Aptos Labs is coming up with an upcoming blockchain named “Aptos.” The Aptos crypto is based on Web3 and aims to build a safer, scalable, and more reliable layer 1 proof-of-stake blockchain than the one present. The blockchain will be built with a Rust-based programming language called “Move.” The company was founded by former developers of Diem, a Meta blockchain initiative. With respect to transactions per second (TPS) and time to finality (TTF), Aptos is renowned for having a high transaction throughput that is made possible by its modular architecture that has separated consensus and transaction propagation.

Team Information:

In 2021, the key team members of the Diem project, including the two Aptos co-founders, Mo Shaikh (CEO) and Avery Ching (CTO), established Aptos Labs in Palo Alto, California, in the United States. The team consists of proficient developers, researchers, engineers, designers, and strategists.


Aptos has 24 investors, including Binance Labs and ParaFi Capital. Aptos has raised a funding of 350$ million. According to a press statement,Jump Crypto and FTX Ventures, the venture capital division of the cryptocurrency exchange FTX, led the $150 million Series A fundraising round for Aptos.

Aptos Tokonomics:

Like many other blockchains, Aptos uses a native coin to make transactions, staking, voting for governance, and network fees possible. Approximately 51% of the tokens on the blockchain will go to the community, followed by about 19% to core contributors and 13.48% to investors. On October 12, 2022, the mainnet was launched. The Aptos token (APT) had a 1 billion token initial total supply on the mainnet. As part of the fraction, APT will have an accuracy of 8 digits, with an Octa serving as the smallest unit.The distribution of stake rewards, which are split between validator operators and stakers, is unrestricted. These incentives depend on staked amounts and validator performance and boost the overall supply of the Aptos network. Every epoch evaluates the maximum reward rate, which starts at 7% annually.

Source: Aptos Foundations

Across all categories, more than 82% of the tokens on the network are staked, and the bulk of these are currently locked according to the aforementioned distribution plan and not available for release. In accordance with the 12-month cliff period for investors, 3/48ths of these tokens will become available starting on the 13th month after the mainnet’s launch and continuing every month through the 18th. Starting on the 19th month following the mainnet launch, 1/48th of the tokens unlock each month after that, until all of them do so on the mainnet launch’s fourth anniversary.

Concluding Thoughts:

The APT, Aptos Blockchain’s native token, launched as planned and promptly lost roughly 50% of its value. A (very) last-minute airdrop announcement added to the confusion, as did pre-earned insider incentives.In addition to technical innovation, marketing has focused on other trusted retail-bait claims such as security and high scalability, with the possibility for over 100k transactions per second (TPS). However, since the announcement of its mainnet’s launch on Monday, on-chain statistics have indicated only 4 TPS, which is lower than the Bitcoin network.
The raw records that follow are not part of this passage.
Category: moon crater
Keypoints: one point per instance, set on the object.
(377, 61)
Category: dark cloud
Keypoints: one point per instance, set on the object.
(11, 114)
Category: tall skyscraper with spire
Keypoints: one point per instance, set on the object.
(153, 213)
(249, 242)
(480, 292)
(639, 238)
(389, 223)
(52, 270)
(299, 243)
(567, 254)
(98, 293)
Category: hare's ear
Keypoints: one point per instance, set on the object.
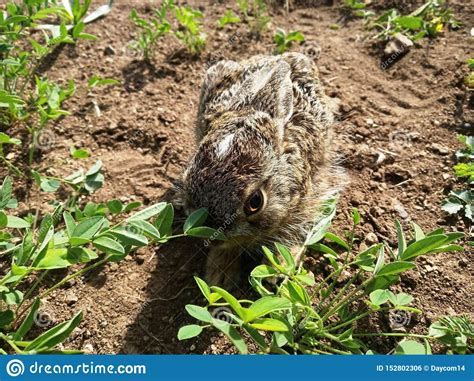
(270, 89)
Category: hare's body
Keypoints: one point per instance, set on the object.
(265, 162)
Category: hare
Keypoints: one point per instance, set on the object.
(265, 162)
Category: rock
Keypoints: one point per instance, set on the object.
(398, 207)
(71, 299)
(438, 148)
(398, 45)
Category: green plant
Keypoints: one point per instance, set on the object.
(229, 18)
(462, 200)
(27, 100)
(284, 41)
(469, 79)
(189, 32)
(151, 31)
(428, 20)
(255, 14)
(74, 238)
(300, 314)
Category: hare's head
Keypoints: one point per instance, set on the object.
(238, 172)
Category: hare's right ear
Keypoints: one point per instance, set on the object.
(269, 89)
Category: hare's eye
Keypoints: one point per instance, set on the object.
(254, 203)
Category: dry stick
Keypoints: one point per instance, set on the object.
(65, 280)
(346, 299)
(343, 290)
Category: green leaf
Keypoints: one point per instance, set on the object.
(380, 259)
(199, 313)
(189, 331)
(49, 185)
(269, 325)
(206, 291)
(6, 318)
(379, 297)
(409, 22)
(205, 232)
(108, 246)
(148, 212)
(334, 238)
(197, 218)
(88, 228)
(423, 246)
(396, 268)
(115, 206)
(232, 334)
(355, 216)
(16, 223)
(3, 220)
(164, 221)
(286, 254)
(128, 237)
(79, 153)
(306, 279)
(266, 305)
(146, 228)
(403, 299)
(53, 259)
(55, 335)
(12, 297)
(81, 255)
(298, 294)
(234, 303)
(402, 243)
(410, 347)
(263, 271)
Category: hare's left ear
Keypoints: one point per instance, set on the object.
(275, 95)
(269, 89)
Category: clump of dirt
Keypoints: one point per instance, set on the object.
(396, 133)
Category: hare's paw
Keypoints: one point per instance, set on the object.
(223, 269)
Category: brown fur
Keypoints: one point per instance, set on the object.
(264, 123)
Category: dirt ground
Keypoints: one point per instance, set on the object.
(396, 132)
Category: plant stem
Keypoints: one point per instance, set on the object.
(307, 350)
(11, 343)
(30, 291)
(346, 299)
(65, 280)
(395, 334)
(343, 290)
(358, 317)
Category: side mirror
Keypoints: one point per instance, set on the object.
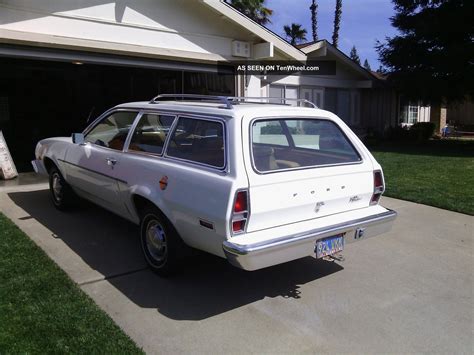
(78, 138)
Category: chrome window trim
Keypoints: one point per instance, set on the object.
(223, 168)
(278, 118)
(107, 114)
(134, 127)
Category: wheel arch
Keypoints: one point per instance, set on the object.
(140, 203)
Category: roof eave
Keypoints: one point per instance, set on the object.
(259, 30)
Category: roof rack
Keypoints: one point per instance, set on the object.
(258, 100)
(227, 101)
(191, 97)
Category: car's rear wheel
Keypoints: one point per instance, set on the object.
(61, 193)
(161, 244)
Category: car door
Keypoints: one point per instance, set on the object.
(94, 168)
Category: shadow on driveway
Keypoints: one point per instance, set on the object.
(207, 287)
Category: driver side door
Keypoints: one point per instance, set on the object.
(93, 168)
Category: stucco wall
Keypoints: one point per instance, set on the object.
(168, 24)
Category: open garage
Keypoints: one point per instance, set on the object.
(53, 93)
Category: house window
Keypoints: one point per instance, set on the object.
(412, 114)
(409, 112)
(284, 92)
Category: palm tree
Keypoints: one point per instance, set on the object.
(314, 19)
(367, 65)
(255, 9)
(337, 23)
(295, 33)
(354, 55)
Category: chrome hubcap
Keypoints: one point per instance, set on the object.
(156, 240)
(57, 187)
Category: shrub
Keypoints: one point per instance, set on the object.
(422, 131)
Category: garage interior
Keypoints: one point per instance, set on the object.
(47, 97)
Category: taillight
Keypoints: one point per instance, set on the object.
(240, 212)
(379, 187)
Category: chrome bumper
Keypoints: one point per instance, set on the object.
(276, 251)
(39, 167)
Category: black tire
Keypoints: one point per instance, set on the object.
(61, 193)
(162, 247)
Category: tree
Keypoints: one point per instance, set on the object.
(295, 33)
(337, 23)
(255, 9)
(432, 56)
(314, 19)
(367, 65)
(354, 56)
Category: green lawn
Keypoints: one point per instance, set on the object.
(42, 310)
(437, 173)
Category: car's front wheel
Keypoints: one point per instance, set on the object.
(161, 244)
(61, 193)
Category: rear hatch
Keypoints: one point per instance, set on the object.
(304, 169)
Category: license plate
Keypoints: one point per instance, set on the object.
(329, 246)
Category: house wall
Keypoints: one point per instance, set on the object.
(379, 109)
(173, 25)
(461, 114)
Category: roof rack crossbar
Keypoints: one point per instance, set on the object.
(228, 101)
(191, 97)
(269, 99)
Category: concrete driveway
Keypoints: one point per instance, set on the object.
(410, 290)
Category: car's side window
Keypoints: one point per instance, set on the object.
(151, 132)
(269, 132)
(198, 140)
(112, 131)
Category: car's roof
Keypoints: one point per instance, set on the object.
(236, 110)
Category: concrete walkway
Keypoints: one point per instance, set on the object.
(410, 290)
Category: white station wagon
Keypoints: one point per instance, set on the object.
(257, 183)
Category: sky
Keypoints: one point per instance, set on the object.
(362, 22)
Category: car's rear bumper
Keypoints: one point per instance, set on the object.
(254, 256)
(39, 167)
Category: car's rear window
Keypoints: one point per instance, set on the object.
(279, 144)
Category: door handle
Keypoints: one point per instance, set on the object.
(111, 161)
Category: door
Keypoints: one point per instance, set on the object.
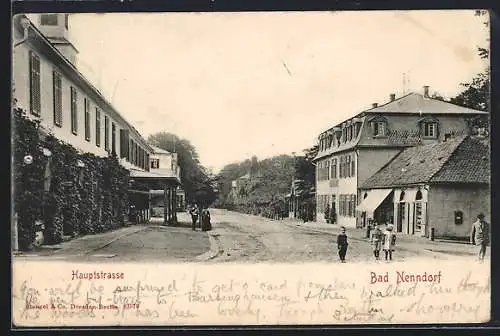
(401, 216)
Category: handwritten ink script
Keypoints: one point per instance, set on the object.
(237, 294)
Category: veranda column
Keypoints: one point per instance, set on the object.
(165, 205)
(174, 212)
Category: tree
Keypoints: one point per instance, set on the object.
(196, 180)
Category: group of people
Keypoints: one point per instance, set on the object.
(380, 240)
(206, 224)
(386, 240)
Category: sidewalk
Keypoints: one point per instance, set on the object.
(408, 242)
(85, 244)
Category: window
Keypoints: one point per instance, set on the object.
(348, 166)
(155, 163)
(106, 133)
(87, 118)
(57, 91)
(74, 111)
(430, 130)
(113, 138)
(379, 128)
(124, 135)
(147, 162)
(48, 20)
(35, 105)
(353, 166)
(97, 127)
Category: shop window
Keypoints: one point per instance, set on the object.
(459, 217)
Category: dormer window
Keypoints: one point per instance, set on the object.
(379, 128)
(48, 20)
(430, 130)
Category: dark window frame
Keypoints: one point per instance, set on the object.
(97, 127)
(57, 98)
(74, 110)
(86, 107)
(35, 84)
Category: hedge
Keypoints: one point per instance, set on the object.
(78, 200)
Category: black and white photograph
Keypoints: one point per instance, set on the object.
(262, 168)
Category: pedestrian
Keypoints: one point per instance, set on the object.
(194, 212)
(376, 237)
(205, 220)
(480, 235)
(389, 241)
(342, 244)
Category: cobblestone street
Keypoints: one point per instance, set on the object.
(239, 238)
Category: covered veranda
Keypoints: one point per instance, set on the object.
(143, 185)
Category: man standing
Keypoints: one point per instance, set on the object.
(480, 235)
(194, 212)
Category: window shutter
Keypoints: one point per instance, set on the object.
(124, 141)
(353, 166)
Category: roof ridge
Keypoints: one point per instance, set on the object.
(391, 101)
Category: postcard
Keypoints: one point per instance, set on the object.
(250, 168)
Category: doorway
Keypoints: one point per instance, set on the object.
(401, 216)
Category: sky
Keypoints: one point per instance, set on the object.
(244, 84)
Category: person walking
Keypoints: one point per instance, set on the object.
(205, 220)
(342, 244)
(389, 241)
(480, 235)
(376, 237)
(194, 212)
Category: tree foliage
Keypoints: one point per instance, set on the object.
(51, 189)
(197, 182)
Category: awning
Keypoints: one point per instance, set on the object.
(373, 200)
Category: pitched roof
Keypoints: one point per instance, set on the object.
(159, 150)
(456, 160)
(418, 103)
(469, 163)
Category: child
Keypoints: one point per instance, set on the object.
(342, 244)
(376, 240)
(389, 241)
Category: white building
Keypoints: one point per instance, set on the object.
(48, 86)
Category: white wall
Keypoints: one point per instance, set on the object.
(22, 94)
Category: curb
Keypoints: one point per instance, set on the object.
(105, 244)
(422, 250)
(215, 248)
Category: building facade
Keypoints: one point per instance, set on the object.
(352, 151)
(441, 186)
(49, 87)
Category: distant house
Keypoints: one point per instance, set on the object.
(353, 150)
(441, 186)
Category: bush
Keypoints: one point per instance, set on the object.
(79, 201)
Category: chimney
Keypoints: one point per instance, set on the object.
(426, 91)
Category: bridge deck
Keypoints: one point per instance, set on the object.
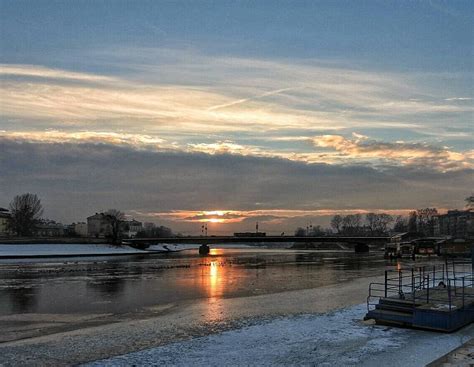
(263, 239)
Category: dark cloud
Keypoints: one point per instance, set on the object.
(75, 180)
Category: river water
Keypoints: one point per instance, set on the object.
(128, 284)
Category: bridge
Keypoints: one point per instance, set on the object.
(360, 242)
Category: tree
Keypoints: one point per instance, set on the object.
(336, 223)
(401, 224)
(300, 232)
(115, 218)
(470, 202)
(426, 220)
(25, 213)
(412, 222)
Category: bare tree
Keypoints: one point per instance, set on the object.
(401, 224)
(336, 223)
(470, 202)
(115, 218)
(26, 211)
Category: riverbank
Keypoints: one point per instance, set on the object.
(51, 240)
(83, 341)
(27, 251)
(320, 326)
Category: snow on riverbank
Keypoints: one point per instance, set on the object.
(57, 250)
(333, 339)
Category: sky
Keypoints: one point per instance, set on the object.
(233, 112)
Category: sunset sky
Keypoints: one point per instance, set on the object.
(281, 112)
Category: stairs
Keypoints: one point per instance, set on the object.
(393, 311)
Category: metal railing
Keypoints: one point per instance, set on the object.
(447, 286)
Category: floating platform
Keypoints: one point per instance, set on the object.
(425, 298)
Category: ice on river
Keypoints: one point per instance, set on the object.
(35, 250)
(334, 339)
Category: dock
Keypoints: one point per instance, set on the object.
(438, 298)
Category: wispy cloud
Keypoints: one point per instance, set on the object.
(44, 72)
(361, 147)
(207, 105)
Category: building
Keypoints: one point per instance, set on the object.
(49, 228)
(98, 226)
(456, 223)
(4, 216)
(77, 229)
(132, 227)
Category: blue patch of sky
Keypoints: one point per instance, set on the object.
(397, 35)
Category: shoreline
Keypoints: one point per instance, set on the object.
(53, 251)
(173, 323)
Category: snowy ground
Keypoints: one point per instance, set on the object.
(42, 250)
(335, 339)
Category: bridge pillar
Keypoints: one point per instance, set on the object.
(204, 249)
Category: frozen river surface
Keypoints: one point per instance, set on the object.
(335, 339)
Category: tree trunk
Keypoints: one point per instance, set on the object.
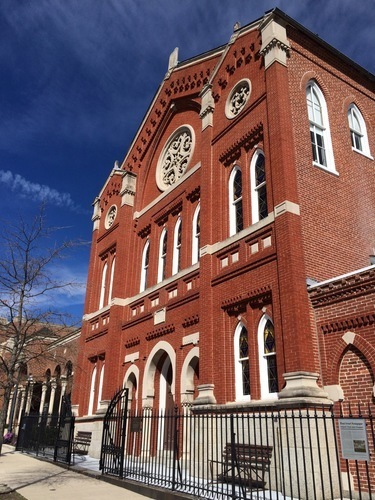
(4, 411)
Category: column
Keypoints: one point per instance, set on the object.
(43, 398)
(52, 397)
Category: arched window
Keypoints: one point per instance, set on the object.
(103, 285)
(100, 391)
(242, 366)
(196, 235)
(235, 200)
(92, 392)
(111, 280)
(176, 265)
(162, 255)
(145, 263)
(358, 132)
(259, 207)
(319, 127)
(269, 386)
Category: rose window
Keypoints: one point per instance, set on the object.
(175, 158)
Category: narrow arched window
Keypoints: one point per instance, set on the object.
(269, 385)
(242, 365)
(145, 264)
(103, 285)
(319, 127)
(358, 132)
(162, 255)
(100, 391)
(235, 200)
(111, 280)
(176, 266)
(92, 391)
(259, 207)
(196, 235)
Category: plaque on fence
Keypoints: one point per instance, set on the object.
(353, 436)
(136, 424)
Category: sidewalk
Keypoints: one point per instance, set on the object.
(37, 479)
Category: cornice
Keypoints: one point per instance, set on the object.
(344, 288)
(255, 298)
(349, 323)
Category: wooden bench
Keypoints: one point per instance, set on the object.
(81, 443)
(248, 465)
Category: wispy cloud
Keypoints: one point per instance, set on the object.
(38, 192)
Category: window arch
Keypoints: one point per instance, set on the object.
(176, 264)
(267, 359)
(92, 391)
(259, 207)
(196, 235)
(145, 264)
(320, 135)
(235, 202)
(162, 255)
(101, 380)
(103, 285)
(242, 364)
(358, 131)
(111, 280)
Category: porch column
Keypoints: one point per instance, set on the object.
(52, 397)
(43, 398)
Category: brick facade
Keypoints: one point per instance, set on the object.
(173, 340)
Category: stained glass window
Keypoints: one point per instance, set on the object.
(244, 360)
(237, 200)
(260, 186)
(270, 354)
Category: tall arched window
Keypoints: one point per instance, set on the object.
(145, 264)
(101, 380)
(92, 391)
(269, 386)
(358, 131)
(235, 200)
(196, 235)
(259, 207)
(319, 127)
(176, 265)
(111, 280)
(103, 285)
(242, 366)
(162, 255)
The tokenomics document mentions that insider tokens will be locked for at least a year before being distributed gradually, but it also hints that locked tokens can be staked and that staking incentives won’t be locked. Because there are so many locked tokens (490 million), and because the “maximum payout rate starts at 7%,” insiders, team members, and VCs may have access to nearly 100,000 tokens every day to dump on retail investors using CEXs. A proven and profitable solution for insiders or those with sufficient funds is to dump staking rewards.

Aptos has the same investors and a very comparable value proposition to Solana, so it seems like they are both following the same strategy. Given this and the success Solana has had with technological innovation, it’s difficult to eradicate the impression that these networks were developed solely to milk retail investors.